We audited the U.S. Department of Housing and Urban Development’s (HUD) approval of Section 232 Federal Housing Administration (FHA)-insured loans based on our initiative to focus HUD management’s attention on problems areas with the Section 232 program. Our audit objective was to determine whether HUD approved Section 232 FHA-insured loans for projects that qualified for mortgage insurance in accordance with HUD requirements.

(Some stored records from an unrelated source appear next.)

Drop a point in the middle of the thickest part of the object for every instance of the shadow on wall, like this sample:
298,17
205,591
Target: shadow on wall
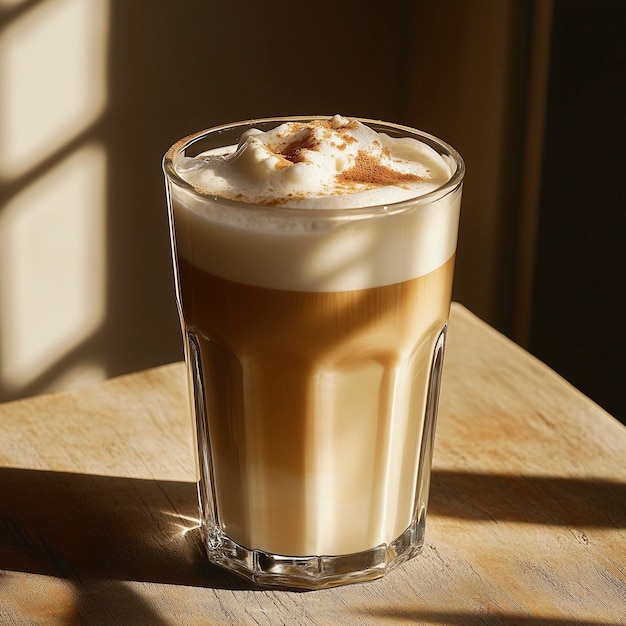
91,96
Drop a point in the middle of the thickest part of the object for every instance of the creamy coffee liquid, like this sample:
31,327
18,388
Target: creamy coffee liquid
314,337
316,401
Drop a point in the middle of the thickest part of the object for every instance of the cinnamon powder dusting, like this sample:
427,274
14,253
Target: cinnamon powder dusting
368,171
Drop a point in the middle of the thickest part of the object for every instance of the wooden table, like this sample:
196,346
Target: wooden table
527,521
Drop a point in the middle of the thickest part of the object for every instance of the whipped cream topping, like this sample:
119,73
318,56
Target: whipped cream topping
327,163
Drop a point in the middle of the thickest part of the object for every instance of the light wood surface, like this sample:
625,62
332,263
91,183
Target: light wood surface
527,521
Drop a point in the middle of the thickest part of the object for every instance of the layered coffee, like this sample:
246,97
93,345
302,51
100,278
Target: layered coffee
314,273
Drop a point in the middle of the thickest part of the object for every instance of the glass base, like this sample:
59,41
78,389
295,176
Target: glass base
313,572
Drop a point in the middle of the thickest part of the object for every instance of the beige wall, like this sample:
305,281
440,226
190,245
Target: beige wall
92,92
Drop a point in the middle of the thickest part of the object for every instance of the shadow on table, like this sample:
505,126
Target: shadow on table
85,528
100,532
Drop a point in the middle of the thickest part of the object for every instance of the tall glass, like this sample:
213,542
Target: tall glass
314,340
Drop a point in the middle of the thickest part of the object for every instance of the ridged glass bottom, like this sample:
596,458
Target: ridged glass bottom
314,572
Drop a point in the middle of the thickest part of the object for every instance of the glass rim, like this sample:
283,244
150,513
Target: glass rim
454,182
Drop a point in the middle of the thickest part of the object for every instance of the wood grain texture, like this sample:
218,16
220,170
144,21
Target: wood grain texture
527,519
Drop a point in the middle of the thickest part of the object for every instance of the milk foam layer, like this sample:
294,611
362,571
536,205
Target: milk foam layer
282,244
335,163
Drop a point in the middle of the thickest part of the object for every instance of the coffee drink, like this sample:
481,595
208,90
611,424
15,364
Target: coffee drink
314,324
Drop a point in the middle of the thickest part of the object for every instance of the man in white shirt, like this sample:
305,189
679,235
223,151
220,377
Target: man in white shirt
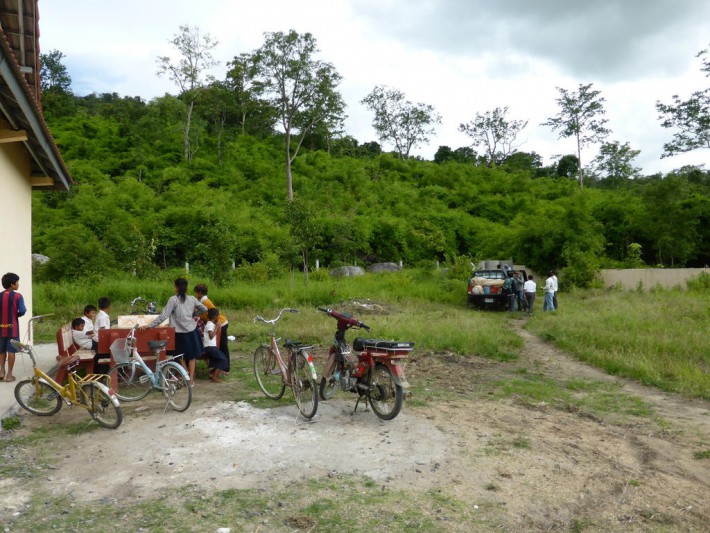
530,288
557,287
549,290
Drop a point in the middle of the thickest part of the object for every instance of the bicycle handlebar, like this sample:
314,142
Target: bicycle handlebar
345,320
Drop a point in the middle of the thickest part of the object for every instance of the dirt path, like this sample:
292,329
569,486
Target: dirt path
530,465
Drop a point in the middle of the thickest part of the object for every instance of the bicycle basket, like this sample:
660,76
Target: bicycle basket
120,352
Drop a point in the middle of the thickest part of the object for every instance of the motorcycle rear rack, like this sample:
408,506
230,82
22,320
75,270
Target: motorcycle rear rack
379,345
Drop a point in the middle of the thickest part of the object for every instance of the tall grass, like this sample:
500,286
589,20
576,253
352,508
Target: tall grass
659,338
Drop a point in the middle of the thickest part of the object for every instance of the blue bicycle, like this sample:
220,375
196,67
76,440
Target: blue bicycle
133,379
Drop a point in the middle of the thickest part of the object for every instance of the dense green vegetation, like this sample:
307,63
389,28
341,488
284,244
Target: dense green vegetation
206,178
137,206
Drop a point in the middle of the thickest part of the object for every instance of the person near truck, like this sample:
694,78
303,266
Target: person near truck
530,288
549,289
557,288
520,293
510,289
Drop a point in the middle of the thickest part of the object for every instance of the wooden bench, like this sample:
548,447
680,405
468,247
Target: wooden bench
68,349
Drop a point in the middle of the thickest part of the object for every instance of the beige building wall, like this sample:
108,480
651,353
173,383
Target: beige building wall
16,220
651,277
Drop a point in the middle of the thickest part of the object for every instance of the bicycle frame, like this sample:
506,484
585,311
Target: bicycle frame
155,377
298,372
69,391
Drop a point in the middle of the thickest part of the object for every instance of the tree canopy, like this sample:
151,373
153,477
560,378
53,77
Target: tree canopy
139,206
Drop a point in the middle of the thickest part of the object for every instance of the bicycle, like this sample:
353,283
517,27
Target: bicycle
42,396
150,307
134,379
273,374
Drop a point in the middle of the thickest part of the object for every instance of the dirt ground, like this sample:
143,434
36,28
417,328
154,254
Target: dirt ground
545,467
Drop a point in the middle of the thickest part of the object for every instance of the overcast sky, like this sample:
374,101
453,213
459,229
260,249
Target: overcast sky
461,56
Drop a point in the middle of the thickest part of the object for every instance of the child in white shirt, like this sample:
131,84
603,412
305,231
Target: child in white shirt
217,359
103,321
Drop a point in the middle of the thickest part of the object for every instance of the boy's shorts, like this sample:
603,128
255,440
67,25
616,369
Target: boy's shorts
5,345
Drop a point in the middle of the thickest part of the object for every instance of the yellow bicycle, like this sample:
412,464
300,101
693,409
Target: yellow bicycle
43,396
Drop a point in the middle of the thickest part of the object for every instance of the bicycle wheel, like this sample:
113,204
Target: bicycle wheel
101,407
132,382
385,395
38,397
176,387
303,386
268,373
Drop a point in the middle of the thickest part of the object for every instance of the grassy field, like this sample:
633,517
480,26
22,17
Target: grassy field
658,337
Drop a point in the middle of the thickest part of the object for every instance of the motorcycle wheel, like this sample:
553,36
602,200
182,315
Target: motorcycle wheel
385,396
327,388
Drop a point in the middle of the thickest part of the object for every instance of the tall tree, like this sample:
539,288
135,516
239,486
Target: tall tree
494,133
53,73
255,115
580,117
189,71
691,117
399,121
303,89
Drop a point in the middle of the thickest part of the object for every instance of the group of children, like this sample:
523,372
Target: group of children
85,333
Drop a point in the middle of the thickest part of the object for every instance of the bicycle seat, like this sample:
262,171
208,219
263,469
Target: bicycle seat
295,344
157,345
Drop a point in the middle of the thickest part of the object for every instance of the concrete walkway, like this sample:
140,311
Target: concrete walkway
46,359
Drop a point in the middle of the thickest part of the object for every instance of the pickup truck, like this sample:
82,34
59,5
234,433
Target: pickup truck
485,289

HUD generally approved Section 232 FHA-insured loans for projects that qualified for mortgage insurance in accordance with HUD requirements. For the three loan files reviewed, valued at nearly $50 million, HUD maintained documentation to show that it adequately reviewed (1) loan applications for program eligibility; (2) financial operations of the operator; (3) the creditworthiness of the borrower, operator, and operator parent; (4) professional liability insurance; and (5) the project capital needs assessment. However, it did not adequately evaluate the creditworthiness of the management agents as required. This condition occurred because HUD’s underwriters did not follow procedures. As a result, if HUD does not implement controls and procedures to ensure that it properly evaluates the creditworthiness of management agents, it could approve loans for projects with management agents that significantly impact the financial position of the project.
We recommended that HUD develop and implement controls and procedures to ensure that its underwriters properly evaluate the creditworthiness of management agents when underwriting future loans. It took immediate corrective action during the audit to implement the recommendation.